Enhancing Transaction Approval
Many declined payments could be approved on retry, especially if you use intelligent retry systems to automatically reattempt failed transactions at different times. Optimised payment processing tools offer a comprehensive breakdown and actionable insights on Strong Customer Authentication Exemptions, order level authorisation rates, 3DS transaction outcomes, platform-specific authentication failures and transaction decline reasons, and other valuable data.
To boost payment authorisation, you may also consider collaboration with payment processors that support real-time account updates (e.g., for expired cards). Real-time account updates help avoid many declines by automatically retrieving the latest card information from major issuers before the transaction is processed. It is especially useful for subscription-based services and other recurring transactions, where payment details are stored for a long time and money is debited automatically. In fact, merchants may recover up to 30% of previously lost revenue caused by expired cards, account changes, or lost and stolen cards by implementing this solution.
When you expand your services abroad, make sure to cooperate with local acquiring banks in key markets to reduce foreign transaction fees. Consider offering your foreign customers currency conversion options so that they can pay in their local currency, which may reduce red flags for international purchases and increase the approval likelihood. Besides, when customers see prices in an unfamiliar currency, they do not know the exact conversion rate and may not properly estimate the amount to pay. That leads to either unexpected charges which customers may want to retrieve or insufficient fund declines. Providing a clear, local-currency price ensures they have sufficient funds to complete the transaction and know exactly what to expect.
Boosting Security and Compliance
When your payment processing suffers from compliance or security issues, consider implementing a few key improvements. To begin with, you might want to integrate network tokenisation into your payment system if you hadn’t already done so. Network tokens help businesses improve security, reduce payment declines, and enhance customer retention while maintaining seamless transactions. They are a safer and more efficient alternative to traditional card-on-file payments as they do not include sensitive card details. Besides, if a customer’s card expires, is lost or reissued, the network token is automatically updated without customer intervention.
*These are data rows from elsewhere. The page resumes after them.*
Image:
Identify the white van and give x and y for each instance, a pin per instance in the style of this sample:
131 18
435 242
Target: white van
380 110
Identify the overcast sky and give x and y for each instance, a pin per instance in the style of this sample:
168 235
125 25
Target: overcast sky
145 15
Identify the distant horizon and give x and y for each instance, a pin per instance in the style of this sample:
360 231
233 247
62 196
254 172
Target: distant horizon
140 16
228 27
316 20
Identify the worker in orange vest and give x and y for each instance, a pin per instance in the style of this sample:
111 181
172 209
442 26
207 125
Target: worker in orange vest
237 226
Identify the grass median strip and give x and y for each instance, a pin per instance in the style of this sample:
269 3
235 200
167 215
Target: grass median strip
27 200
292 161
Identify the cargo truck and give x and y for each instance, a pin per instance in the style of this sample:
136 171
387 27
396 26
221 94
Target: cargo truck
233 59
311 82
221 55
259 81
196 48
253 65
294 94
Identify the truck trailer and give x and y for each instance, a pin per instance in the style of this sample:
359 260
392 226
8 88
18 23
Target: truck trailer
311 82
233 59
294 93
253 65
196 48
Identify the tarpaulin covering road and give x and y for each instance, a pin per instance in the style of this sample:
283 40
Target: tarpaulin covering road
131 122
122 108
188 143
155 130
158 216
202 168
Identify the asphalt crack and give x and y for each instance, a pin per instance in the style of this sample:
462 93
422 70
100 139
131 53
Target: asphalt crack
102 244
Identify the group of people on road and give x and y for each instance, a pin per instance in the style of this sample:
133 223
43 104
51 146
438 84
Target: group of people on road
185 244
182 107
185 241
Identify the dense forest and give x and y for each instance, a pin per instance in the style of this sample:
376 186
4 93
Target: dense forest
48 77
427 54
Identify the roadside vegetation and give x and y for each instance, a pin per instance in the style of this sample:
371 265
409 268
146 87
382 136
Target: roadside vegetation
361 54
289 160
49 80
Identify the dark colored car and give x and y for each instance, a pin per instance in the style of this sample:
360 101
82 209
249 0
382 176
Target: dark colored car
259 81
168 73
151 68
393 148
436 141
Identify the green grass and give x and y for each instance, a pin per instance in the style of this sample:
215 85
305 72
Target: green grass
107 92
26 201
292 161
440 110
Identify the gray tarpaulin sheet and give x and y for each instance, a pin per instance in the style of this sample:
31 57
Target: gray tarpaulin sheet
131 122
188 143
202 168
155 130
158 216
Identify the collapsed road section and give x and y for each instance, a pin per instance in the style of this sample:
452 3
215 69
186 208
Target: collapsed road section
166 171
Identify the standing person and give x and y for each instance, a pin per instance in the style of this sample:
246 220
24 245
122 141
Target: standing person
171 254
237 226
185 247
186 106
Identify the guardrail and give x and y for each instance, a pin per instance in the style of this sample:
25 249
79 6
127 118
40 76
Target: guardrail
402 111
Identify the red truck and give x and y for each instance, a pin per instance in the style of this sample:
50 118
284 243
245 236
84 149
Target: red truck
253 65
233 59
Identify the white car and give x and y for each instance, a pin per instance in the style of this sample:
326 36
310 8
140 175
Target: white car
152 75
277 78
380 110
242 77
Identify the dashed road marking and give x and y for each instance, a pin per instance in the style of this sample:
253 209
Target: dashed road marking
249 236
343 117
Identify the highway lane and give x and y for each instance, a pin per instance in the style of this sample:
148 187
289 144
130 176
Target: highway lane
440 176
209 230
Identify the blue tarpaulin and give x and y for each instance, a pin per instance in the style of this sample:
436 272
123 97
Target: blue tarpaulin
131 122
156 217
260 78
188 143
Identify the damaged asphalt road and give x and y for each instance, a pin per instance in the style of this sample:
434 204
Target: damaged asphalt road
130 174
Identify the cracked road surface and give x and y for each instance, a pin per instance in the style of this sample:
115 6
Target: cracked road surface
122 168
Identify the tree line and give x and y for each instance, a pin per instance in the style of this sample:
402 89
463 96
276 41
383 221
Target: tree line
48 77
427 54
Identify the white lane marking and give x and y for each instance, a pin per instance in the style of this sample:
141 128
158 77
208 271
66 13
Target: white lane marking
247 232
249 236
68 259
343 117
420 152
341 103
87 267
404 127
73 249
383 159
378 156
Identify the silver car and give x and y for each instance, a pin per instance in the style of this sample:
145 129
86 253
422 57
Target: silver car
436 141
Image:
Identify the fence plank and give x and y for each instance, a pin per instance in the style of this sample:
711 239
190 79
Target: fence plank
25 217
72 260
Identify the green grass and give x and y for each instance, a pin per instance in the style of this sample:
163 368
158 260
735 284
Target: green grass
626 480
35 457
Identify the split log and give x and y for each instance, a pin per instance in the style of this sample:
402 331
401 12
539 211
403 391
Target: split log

To maximise payment success rates and minimise costs, businesses should also partner with a payment provider that utilises AI-driven transaction routing. This technology intelligently selects the most efficient path for each payment, taking into account the unique regulatory requirements, banking infrastructure, and risk factors in each market. Additionally, working with a provider that offers local acquiring solutions is essential for optimising cross-border transactions. Local acquiring helps businesses ensure compliance with country-specific payment regulations, preventing unnecessary declines or delays.
To Conclude
Optimising payment processes leads to cost-efficiency, higher approval rates, improved customer satisfaction, and greater business growth. Businesses should continuously refine their payment strategies to stay competitive and maximise revenue. To choose the right one, analyse your core payment issues and business essentials. The optimisation solution that best fits your unique needs and goals will help you significantly boost conversion and profits.